Chapter Twenty-three
t ten o’clock on the evening of the party Maura could wait no longer. She had asked Tom to go up to his room and bring down a disc of his which she claimed the guests wanted to hear. On his way back she confronted him.
‘Tom, what’s wrong? And you know what I mean.’
‘Well, let’s put it like this. For the foreseeable future there will be no new Mrs McCall at Londiani.’
Maura closed her eyes and tilted her head forwards. After a deep sigh, ‘It wasn’t you.’
He shook his head. ‘She told me this afternoon. She wouldn’t say why. But tells me that she still loves me. You work that one out.’
‘I’ll tell your father. We can talk later if you want.’
By midnight all the guests had left except for Bertie. Tom was grateful that he had been spared the embarrassment of announcing his news.
‘I appreciate you all sitting around like this, when I know you’re longing for your beds.’
‘Tom, you know my drinking rate slows down after ten and I’ve got this White-cap to finish. Can’t waste good beer!’

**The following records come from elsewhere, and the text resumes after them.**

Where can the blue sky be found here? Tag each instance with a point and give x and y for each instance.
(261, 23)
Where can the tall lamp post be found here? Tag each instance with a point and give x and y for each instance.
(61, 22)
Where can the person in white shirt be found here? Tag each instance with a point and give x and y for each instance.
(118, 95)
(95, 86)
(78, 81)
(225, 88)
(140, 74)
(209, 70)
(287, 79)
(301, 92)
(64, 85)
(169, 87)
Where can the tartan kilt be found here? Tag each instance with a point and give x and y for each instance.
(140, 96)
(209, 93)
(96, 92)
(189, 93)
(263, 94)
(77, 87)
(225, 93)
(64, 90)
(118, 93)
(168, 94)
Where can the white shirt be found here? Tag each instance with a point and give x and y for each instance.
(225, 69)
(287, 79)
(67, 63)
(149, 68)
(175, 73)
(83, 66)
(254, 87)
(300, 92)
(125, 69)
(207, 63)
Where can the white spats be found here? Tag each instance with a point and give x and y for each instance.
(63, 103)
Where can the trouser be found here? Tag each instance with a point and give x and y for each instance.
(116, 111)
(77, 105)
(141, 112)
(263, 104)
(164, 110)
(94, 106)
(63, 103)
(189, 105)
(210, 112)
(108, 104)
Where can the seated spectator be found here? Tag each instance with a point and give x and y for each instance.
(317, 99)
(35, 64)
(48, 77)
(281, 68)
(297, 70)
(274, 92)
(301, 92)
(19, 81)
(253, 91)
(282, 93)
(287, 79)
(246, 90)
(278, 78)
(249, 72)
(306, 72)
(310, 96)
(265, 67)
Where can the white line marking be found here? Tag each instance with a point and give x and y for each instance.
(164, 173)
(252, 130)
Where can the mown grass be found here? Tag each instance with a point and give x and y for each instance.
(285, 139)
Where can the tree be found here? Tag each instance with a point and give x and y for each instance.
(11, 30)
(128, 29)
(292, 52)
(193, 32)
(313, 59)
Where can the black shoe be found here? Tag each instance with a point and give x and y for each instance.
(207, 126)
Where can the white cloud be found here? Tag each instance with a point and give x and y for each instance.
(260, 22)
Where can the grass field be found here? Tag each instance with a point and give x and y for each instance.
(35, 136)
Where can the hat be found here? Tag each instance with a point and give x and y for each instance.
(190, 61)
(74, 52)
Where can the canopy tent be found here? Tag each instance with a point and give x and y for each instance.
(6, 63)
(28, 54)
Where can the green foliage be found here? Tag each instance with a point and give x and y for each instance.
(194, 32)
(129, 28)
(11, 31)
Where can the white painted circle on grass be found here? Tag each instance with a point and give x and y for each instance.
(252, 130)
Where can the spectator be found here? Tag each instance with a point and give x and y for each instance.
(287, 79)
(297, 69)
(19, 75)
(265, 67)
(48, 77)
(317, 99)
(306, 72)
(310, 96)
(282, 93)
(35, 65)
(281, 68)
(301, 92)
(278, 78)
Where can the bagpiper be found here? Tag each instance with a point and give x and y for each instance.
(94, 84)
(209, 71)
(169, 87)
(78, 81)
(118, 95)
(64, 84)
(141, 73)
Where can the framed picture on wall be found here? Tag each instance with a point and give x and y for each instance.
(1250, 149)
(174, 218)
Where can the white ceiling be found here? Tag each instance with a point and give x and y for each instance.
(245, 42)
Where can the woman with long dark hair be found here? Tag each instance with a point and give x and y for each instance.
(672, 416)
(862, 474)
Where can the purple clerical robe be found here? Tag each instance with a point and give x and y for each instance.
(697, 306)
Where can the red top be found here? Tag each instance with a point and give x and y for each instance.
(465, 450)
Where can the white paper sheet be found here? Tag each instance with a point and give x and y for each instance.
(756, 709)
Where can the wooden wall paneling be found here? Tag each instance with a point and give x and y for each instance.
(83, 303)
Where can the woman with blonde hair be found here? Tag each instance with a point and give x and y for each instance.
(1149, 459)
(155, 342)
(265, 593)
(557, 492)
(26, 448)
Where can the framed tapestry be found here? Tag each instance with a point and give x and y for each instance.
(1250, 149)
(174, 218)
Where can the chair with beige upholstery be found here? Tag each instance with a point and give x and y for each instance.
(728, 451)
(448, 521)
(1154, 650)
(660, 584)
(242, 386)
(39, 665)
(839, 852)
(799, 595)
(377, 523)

‘Come off it, Bertie. Anyway you lot are keeping me up. I’ve got two letters to write. I’d like to do them when … things are fresh.’
Eddie and Rollo started the exodus. Rollo had to pass close to Tom. ‘Tom, I feel shattered by all this. I dread to think …’
‘Now don’t go all sentimental on me, brother of mine! You’ll have me in tears.’
As he passed, Eddie touched Tom on the shoulder. ‘See you in the morning then. We’ll be coming down with you. Give us a shout.’